2017-10-05
Chat group moderator Zhang Guanghong, who appears here in an undated photo, was detained by China’s cybersecurity police in connection with posts made to groups on the popular social media platform WeChat.
Photo courtesy of Zhang Guanghong
Authorities in the southern province of Guangdong have detained a man who ran a number of social media chat groups, in a nationwide crackdown on free speech ahead of a five-yearly congress of the ruling Chinese Communist Party.
A team of cybersecurity police visited the home of Zhang Guanghong in Yuexiu district of Guangdong’s provincial capital Guangzhou on Wednesday even in connection with posts made to groups on the popular social media platform WeChat.
“He was detained recently because of what had been posted,” a friend of Zhang’s told RFA.
“There is huge political pressure at the moment because of the 19th Party Congress, and many people are worried about being arrested, so we daren’t speak out,” the friend said, declining to comment further.
State security police and local officers from the Meihua Street police station searched Zhang’s home, seizing four cell phones and a server.
He was held for 24 hours before being released, but repeated calls to his mobile phone rang unanswered on Thursday.
An officer who answered the phone at the Meihua Street police station declined to comment when contacted by RFA on Thursday. “I don’t know [where he is],” the officer said.
A friend of Zhang’s surnamed Lin said he hasn’t been in touch since.
“He told us online that the police had come looking for him, and since then he hasn’t posted again,” Lin said. “They burst in on him while he was having dinner at a friend’s house, and confiscated the friend’s phone to stop them from posting about [Zhang’s] detention.”
“I’m guessing that they have taken his cell phone away, and he can’t send out any messages,” he said.
Rights lawyer Yu Wensheng said the detention is linked to a massive nationwide clampdown in the run-up to the party congress.
“This definitely has to do with stability maintenance measures for the 19th Party Congress,” Yu said. “As far as they are concerned, the law is a blank slate … they don’t abide by the law, but that’s all I have to fight with.”

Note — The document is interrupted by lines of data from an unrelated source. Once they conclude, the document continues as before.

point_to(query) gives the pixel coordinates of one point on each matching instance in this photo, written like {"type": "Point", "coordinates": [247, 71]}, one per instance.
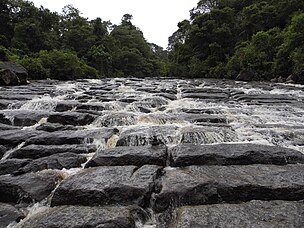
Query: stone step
{"type": "Point", "coordinates": [38, 151]}
{"type": "Point", "coordinates": [198, 185]}
{"type": "Point", "coordinates": [252, 214]}
{"type": "Point", "coordinates": [138, 156]}
{"type": "Point", "coordinates": [123, 185]}
{"type": "Point", "coordinates": [82, 216]}
{"type": "Point", "coordinates": [233, 154]}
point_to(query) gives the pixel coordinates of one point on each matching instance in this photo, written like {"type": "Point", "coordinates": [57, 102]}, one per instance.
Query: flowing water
{"type": "Point", "coordinates": [169, 111]}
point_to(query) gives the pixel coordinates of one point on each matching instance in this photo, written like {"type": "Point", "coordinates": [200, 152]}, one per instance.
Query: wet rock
{"type": "Point", "coordinates": [116, 119]}
{"type": "Point", "coordinates": [4, 119]}
{"type": "Point", "coordinates": [24, 117]}
{"type": "Point", "coordinates": [8, 166]}
{"type": "Point", "coordinates": [64, 106]}
{"type": "Point", "coordinates": [233, 154]}
{"type": "Point", "coordinates": [12, 138]}
{"type": "Point", "coordinates": [9, 214]}
{"type": "Point", "coordinates": [39, 151]}
{"type": "Point", "coordinates": [123, 185]}
{"type": "Point", "coordinates": [253, 214]}
{"type": "Point", "coordinates": [138, 156]}
{"type": "Point", "coordinates": [71, 118]}
{"type": "Point", "coordinates": [70, 137]}
{"type": "Point", "coordinates": [197, 185]}
{"type": "Point", "coordinates": [3, 149]}
{"type": "Point", "coordinates": [27, 188]}
{"type": "Point", "coordinates": [141, 136]}
{"type": "Point", "coordinates": [51, 127]}
{"type": "Point", "coordinates": [91, 106]}
{"type": "Point", "coordinates": [56, 161]}
{"type": "Point", "coordinates": [81, 216]}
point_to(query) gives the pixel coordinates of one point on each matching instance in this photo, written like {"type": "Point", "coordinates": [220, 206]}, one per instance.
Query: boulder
{"type": "Point", "coordinates": [19, 71]}
{"type": "Point", "coordinates": [252, 214]}
{"type": "Point", "coordinates": [27, 188]}
{"type": "Point", "coordinates": [82, 216]}
{"type": "Point", "coordinates": [138, 156]}
{"type": "Point", "coordinates": [56, 161]}
{"type": "Point", "coordinates": [198, 185]}
{"type": "Point", "coordinates": [233, 154]}
{"type": "Point", "coordinates": [9, 214]}
{"type": "Point", "coordinates": [122, 185]}
{"type": "Point", "coordinates": [39, 151]}
{"type": "Point", "coordinates": [8, 166]}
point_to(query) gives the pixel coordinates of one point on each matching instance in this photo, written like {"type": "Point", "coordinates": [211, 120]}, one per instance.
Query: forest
{"type": "Point", "coordinates": [220, 39]}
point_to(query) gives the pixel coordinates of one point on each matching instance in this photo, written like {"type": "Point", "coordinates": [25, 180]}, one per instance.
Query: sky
{"type": "Point", "coordinates": [157, 19]}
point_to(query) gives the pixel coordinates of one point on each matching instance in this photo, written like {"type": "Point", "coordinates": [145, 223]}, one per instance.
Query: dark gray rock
{"type": "Point", "coordinates": [91, 106]}
{"type": "Point", "coordinates": [207, 135]}
{"type": "Point", "coordinates": [9, 214]}
{"type": "Point", "coordinates": [18, 70]}
{"type": "Point", "coordinates": [56, 161]}
{"type": "Point", "coordinates": [39, 151]}
{"type": "Point", "coordinates": [27, 188]}
{"type": "Point", "coordinates": [64, 106]}
{"type": "Point", "coordinates": [71, 118]}
{"type": "Point", "coordinates": [14, 137]}
{"type": "Point", "coordinates": [206, 96]}
{"type": "Point", "coordinates": [81, 216]}
{"type": "Point", "coordinates": [233, 154]}
{"type": "Point", "coordinates": [8, 77]}
{"type": "Point", "coordinates": [8, 166]}
{"type": "Point", "coordinates": [23, 117]}
{"type": "Point", "coordinates": [138, 156]}
{"type": "Point", "coordinates": [5, 127]}
{"type": "Point", "coordinates": [116, 119]}
{"type": "Point", "coordinates": [197, 185]}
{"type": "Point", "coordinates": [70, 137]}
{"type": "Point", "coordinates": [123, 185]}
{"type": "Point", "coordinates": [51, 127]}
{"type": "Point", "coordinates": [253, 214]}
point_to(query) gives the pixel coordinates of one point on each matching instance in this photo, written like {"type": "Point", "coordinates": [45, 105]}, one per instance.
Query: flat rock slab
{"type": "Point", "coordinates": [9, 214]}
{"type": "Point", "coordinates": [12, 138]}
{"type": "Point", "coordinates": [8, 166]}
{"type": "Point", "coordinates": [138, 156]}
{"type": "Point", "coordinates": [257, 214]}
{"type": "Point", "coordinates": [233, 154]}
{"type": "Point", "coordinates": [197, 185]}
{"type": "Point", "coordinates": [71, 118]}
{"type": "Point", "coordinates": [56, 161]}
{"type": "Point", "coordinates": [81, 216]}
{"type": "Point", "coordinates": [27, 188]}
{"type": "Point", "coordinates": [39, 151]}
{"type": "Point", "coordinates": [124, 185]}
{"type": "Point", "coordinates": [70, 137]}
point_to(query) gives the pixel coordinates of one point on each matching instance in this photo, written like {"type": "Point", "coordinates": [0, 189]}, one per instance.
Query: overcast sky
{"type": "Point", "coordinates": [156, 18]}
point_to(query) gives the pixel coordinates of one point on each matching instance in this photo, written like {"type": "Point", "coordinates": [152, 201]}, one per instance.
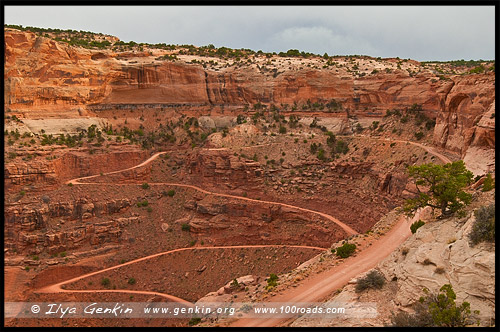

“There is very little we can do right now … to protect people’s rights,” he said.
Scaling the Great Firewall
Guangzhou cybersecurity police also questioned a human rights activist after she bought a router enabling her to scale the “Great Firewall” of government internet censorship.
Zhang Weichu said several police officers came to her home on Wednesday morning after she bought the router, and telling her she had violated the country’s cybersecurity law.
“Three plainclothes and one uniformed officer knocked on my door … and asked if this was the apartment where there was a router for circumventing the Great Firewall,” Zhang told RFA.
“They said circumvention routers were illegal, and that they were going to confiscate it,” she said.
Zhang said she had insisted that they produce some form of official documentation, such as a receipt, before they could take it.
“So they said they were issuing a verbal summons, to which I replied that I wanted to see it in writing,” she said. “They even threatened me, saying it was against the cybersecurity law, but they couldn’t tell me which article.”
She said the police had identified themselves as coming from the cybersecurity team of the Guangzhou police department.
Zhang had bought a KF router licensed for sale in China to companies and organizations needing to do business online with clients and customers overseas.
Online sales copy for the router said it offers an uncensored internet connection via more than 100 servers located outside China, claiming to be cheaper and more reliable that a virtual private network (VPN).
“KFRouter allows to use Google, Facebook, YouTube, Twitter, INS and so on as old days in your country,” the sales pitch says, in a reference to overseas social media sites currently blocked by the ruling Chinese Communist Party.
Zhang’s sister Zhang Wuzhou said she had only used the router once before police came knocking.
“It’s unbelievable that if an ordinary person goes on Google once, they get questioned by police,” she said. “These are websites that the whole world can access.”